Backend DB / eleveldb
backend_db.eleveldb.write_buf_size Write Buffer Size. Larger values increase performance, especially during bulk loads.
Up to two write buffers may be held in memory at the same time, so you may wish to adjust this parameter to control memory usage.Also, a larger write buffer will result in a longer recovery time the next time the database is opened. As backend_db.eleveldb.write_buf_size * obj_containers.num_of_containers memory can be consumed in total, take both into account to meet with your memory footprint requirements on LeoStorage.

( Default: 62914560 )

backend_db.eleveldb.max_open_files Max Open Files. Number of open files that can be used by the DB. You may need to increase this if your database has a large working set (budget one open file per 2MB of working set).

( Default: 1000 )

backend_db.eleveldb.sst_block_size The size of a data block is controlled by the SST block size. The size represents a threshold, not a fixed count. Whenever a newly created block reaches this uncompressed size, leveldb considers it full and writes the block with its metadata to disk. The number of keys contained in the block depends upon the size of the values and keys.

( Default: 4096 )

Replication and Recovery object(s)
replication.rack_awareness.rack_id Rack-Id for the rack-awareness replica placement feature
replication.recovery.size_of_stacked_objs Size of stacked objects. Objects are stacked to send as a bulked object to remote nodes.

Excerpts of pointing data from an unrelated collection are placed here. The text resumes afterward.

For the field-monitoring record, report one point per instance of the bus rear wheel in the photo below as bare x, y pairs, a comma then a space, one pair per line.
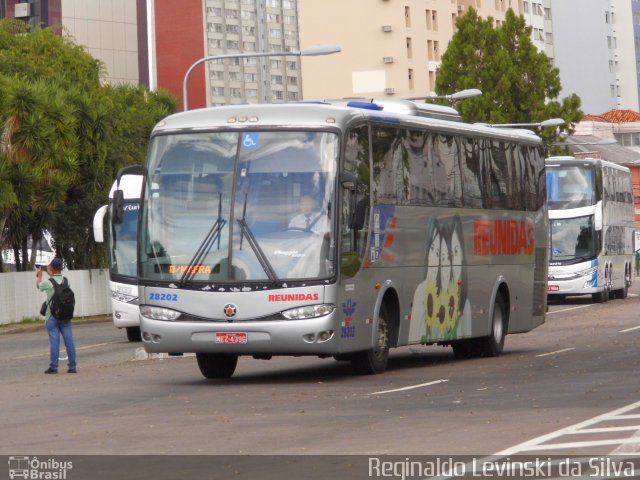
492, 345
217, 365
375, 360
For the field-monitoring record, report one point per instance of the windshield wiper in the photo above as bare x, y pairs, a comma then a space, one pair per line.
253, 243
212, 236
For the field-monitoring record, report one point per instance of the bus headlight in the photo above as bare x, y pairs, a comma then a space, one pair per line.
588, 271
159, 313
310, 311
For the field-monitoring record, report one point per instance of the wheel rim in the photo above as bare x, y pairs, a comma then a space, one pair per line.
382, 339
498, 327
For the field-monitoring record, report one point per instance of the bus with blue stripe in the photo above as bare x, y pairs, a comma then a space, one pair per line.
435, 233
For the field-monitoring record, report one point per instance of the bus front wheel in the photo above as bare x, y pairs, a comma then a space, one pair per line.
216, 365
133, 334
375, 360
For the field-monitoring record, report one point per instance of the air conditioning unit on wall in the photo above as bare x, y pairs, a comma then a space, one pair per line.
22, 10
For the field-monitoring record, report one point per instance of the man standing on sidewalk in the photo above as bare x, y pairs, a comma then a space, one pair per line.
56, 327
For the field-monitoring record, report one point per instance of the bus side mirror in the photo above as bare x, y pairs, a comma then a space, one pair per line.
98, 221
360, 215
117, 207
349, 181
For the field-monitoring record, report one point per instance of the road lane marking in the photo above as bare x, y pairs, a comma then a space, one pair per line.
629, 329
538, 443
85, 347
557, 351
629, 448
411, 387
571, 308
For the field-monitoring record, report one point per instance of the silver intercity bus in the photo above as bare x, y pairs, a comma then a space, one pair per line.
122, 238
339, 230
591, 227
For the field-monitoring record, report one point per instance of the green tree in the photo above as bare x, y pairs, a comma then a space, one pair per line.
519, 83
63, 137
114, 133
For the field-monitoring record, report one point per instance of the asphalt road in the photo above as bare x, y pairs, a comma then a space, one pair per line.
569, 387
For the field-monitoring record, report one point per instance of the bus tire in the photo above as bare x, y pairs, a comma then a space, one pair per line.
375, 359
217, 365
133, 334
492, 345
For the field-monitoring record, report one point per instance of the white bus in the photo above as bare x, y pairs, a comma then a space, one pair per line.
435, 232
122, 253
591, 228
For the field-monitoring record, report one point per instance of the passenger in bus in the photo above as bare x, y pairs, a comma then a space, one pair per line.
311, 218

( Default: 5242880, Unit: byte )

replication.recovery.stacking_timeout Stacking timeout. A bulked object are sent to a remote node after reaching the timeout.

( Default: 1, Unit: sec )

Multi Data Center Replication / Basic
mdc_replication.size_of_stacked_objs Size of stacked objects. Objects are stacked to send as a bulked object to a remote cluster.

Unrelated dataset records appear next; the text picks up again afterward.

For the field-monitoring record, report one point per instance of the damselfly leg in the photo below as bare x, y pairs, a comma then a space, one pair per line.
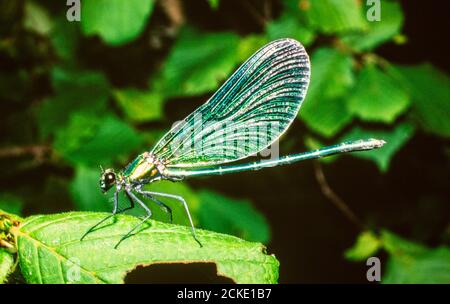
166, 208
179, 199
115, 211
149, 214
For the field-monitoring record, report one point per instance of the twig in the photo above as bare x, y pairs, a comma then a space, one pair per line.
334, 198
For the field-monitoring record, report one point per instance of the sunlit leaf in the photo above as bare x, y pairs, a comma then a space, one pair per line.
377, 96
378, 32
236, 217
324, 109
430, 93
116, 21
395, 139
50, 250
6, 264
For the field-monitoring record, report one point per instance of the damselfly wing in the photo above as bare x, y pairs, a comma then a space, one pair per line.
251, 110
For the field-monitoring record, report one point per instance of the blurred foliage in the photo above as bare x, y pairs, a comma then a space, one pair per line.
78, 114
408, 262
49, 240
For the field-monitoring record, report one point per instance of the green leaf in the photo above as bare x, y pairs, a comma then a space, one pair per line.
378, 32
411, 263
11, 203
75, 91
50, 250
333, 16
289, 25
65, 38
377, 96
85, 190
140, 106
430, 92
93, 140
395, 139
116, 21
6, 264
324, 109
366, 246
237, 217
199, 62
37, 18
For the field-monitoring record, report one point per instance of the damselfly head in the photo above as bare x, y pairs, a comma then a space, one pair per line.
107, 179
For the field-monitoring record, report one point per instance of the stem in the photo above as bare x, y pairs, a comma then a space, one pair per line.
337, 201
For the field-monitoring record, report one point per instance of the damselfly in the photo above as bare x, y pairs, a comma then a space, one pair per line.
248, 113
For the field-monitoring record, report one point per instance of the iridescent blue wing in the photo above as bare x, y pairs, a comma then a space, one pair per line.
248, 112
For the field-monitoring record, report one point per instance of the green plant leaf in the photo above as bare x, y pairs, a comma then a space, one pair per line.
50, 250
36, 18
140, 106
91, 140
6, 264
199, 62
75, 92
11, 203
411, 263
367, 244
289, 25
377, 96
236, 217
395, 139
115, 21
378, 32
333, 16
85, 190
324, 109
430, 93
249, 45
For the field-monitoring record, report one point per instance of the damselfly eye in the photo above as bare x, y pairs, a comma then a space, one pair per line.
110, 177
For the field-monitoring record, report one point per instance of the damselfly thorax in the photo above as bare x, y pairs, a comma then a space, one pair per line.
146, 167
267, 89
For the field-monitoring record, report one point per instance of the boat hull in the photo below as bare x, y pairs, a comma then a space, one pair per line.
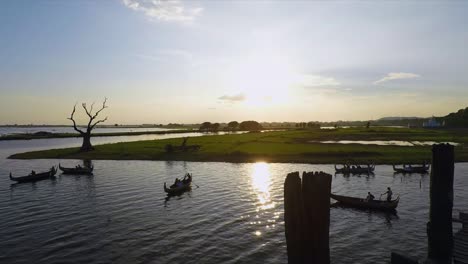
363, 204
77, 171
178, 190
362, 170
412, 169
35, 177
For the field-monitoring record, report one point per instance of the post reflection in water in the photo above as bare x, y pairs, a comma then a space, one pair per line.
261, 181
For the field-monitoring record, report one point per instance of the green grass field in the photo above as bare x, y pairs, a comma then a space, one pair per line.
279, 146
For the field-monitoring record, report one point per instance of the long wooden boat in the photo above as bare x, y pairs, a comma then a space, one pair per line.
363, 203
412, 169
184, 185
77, 170
35, 176
346, 169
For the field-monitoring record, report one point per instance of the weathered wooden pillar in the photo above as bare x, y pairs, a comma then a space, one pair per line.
399, 258
307, 217
439, 227
316, 199
293, 218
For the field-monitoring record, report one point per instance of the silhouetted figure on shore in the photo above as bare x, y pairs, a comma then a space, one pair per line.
389, 194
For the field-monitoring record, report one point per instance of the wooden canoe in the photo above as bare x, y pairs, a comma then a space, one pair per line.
363, 203
368, 169
184, 186
35, 176
77, 170
412, 169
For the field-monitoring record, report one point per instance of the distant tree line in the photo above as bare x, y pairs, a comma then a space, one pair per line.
232, 126
308, 125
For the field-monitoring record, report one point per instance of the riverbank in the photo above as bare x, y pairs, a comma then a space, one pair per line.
298, 146
44, 135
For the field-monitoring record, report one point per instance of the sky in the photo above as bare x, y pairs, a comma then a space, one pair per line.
195, 61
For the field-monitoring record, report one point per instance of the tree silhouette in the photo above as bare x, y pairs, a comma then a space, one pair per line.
86, 135
233, 125
250, 126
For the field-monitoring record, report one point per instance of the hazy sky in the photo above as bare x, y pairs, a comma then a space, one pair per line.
194, 61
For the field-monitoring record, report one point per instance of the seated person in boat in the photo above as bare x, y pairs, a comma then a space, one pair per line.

( Default: 33554432, Unit: byte )

mdc_replication.stacking_timeout Stacking timeout. A bulked object are sent to a remote cluster after reaching the timeout.

( Default: 30, Unit: sec )

mdc_replication.req_timeout Request timeout between clusters

( Default: 30000, Unit: msec )

Log
log.log_level Log level:
  • 0:debug
  • 1:info
  • 2:warn
  • 3:error

( Default: 1 )

log.is_enable_access_log Enables or disables the access-log feature

( Default: false )

log.access_log_level Access log's level:
  • 0: only regular case
  • 1: includes error cases

( Default: 0 )

log.erlang Destination of log file(s) of Erlang's log

( Default: ./log/erlang )

log.app Destination of log file(s) of LeoStorage

( Default: ./log/app )

log.member_dir Destination of log file(s) of members of storage-cluster

( Default: ./log/ring )

log.ring_dir Destination of log file(s) of RING

( Default: ./log/ring )

log.is_enable_diagnosis_log Destination of data-diagnosis log(s)

( Default: true )

Other Directories Settings
queue_dir Directory of queue for monitoring "RING"

( Default: ./work/queue )

snmp_agent Directory of SNMP agent configuration

( Default: ./snmp/snmpa_storage_0/LEO-STORAGE )

Item Description
nodename The format of the node name is <NAME>@<IP-ADDRESS>, which must be unique always in a LeoFS system

( Default: [email protected] )

distributed_cookie Sets the magic cookie of the node to Cookie.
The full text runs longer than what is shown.